Aux savants du dix-septième siècle qui revinrent du protestantisme à l'Eglise catholique, appartiennent encore Gaspard Uhlenberg de Lippstadt, qui traduisit en allemand la Vulgate sur la correction sixtine; Josse Coccius de Bielefeld; Barthold Nihusius de Wolpe, dans le Brunsvick; Ulric Hunnius, fils du célèbre théologien luthérien Egidius Hunnius, à Wittemberg; Fabius Quadrantius; Eberhard Neidhardt, et Vitus Eberman 1.

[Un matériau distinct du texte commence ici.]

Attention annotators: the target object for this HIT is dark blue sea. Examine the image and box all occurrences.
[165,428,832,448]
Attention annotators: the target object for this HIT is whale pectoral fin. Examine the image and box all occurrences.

Nous avons vu le Palatinat, une fois apostat de la foi de ses pères, passer successivement, comme une girouette, du lutheranisme au calvinisme, du calvinisme au lutheranisme, suivant le vent de la cour, l'ordre de l'électeur palatin. En 1613, ce pays apprit le retour inattendu d'un membre de la famille régnante à la foi catholique. Le comte palatin de Neubourg, Wolfgang Guillaume, étant sur le point d'épouser une princesse de Bavière, la sœur du duc Maximilien, étudia sérieusement la foi de l'Eglise universelle, et dans des livres et dans des conférences orales, en reconnut la vérité, l'embrassa d'abord secrètement, pour ne pas accabler son vieux père luthérien par cette nouvelle subite, mais l'y préparer avec ménagement. En effet, le vingt-cinq mai 1614, il se déclara publiquement catholique à Dusseldorf, après avoir instruit son père du fait et des motifs de sa conversion, avec les vœux les plus ardents pour que Dieu lui fit la grâce de faire de même. Le père mit vainement tout en œuvre pour faire repentir son fils, et mourut au mois d'août de la même année 1614. La foi du comte Guillaume fut mise à une autre épreuve. En 1621, son confesseur, qui pourtant était un Jésuite, le quitta pour se faire luthérien et prendre femme. Le prince n'en persévéra pas moins avec zèle, sans molester ses sujets luthériens et calvinistes, mais en exigeant la tolérance pour les catholiques. Il fut ainsi, dans la dynastie palatine, la tige de la branche catholique de Neubourg 2.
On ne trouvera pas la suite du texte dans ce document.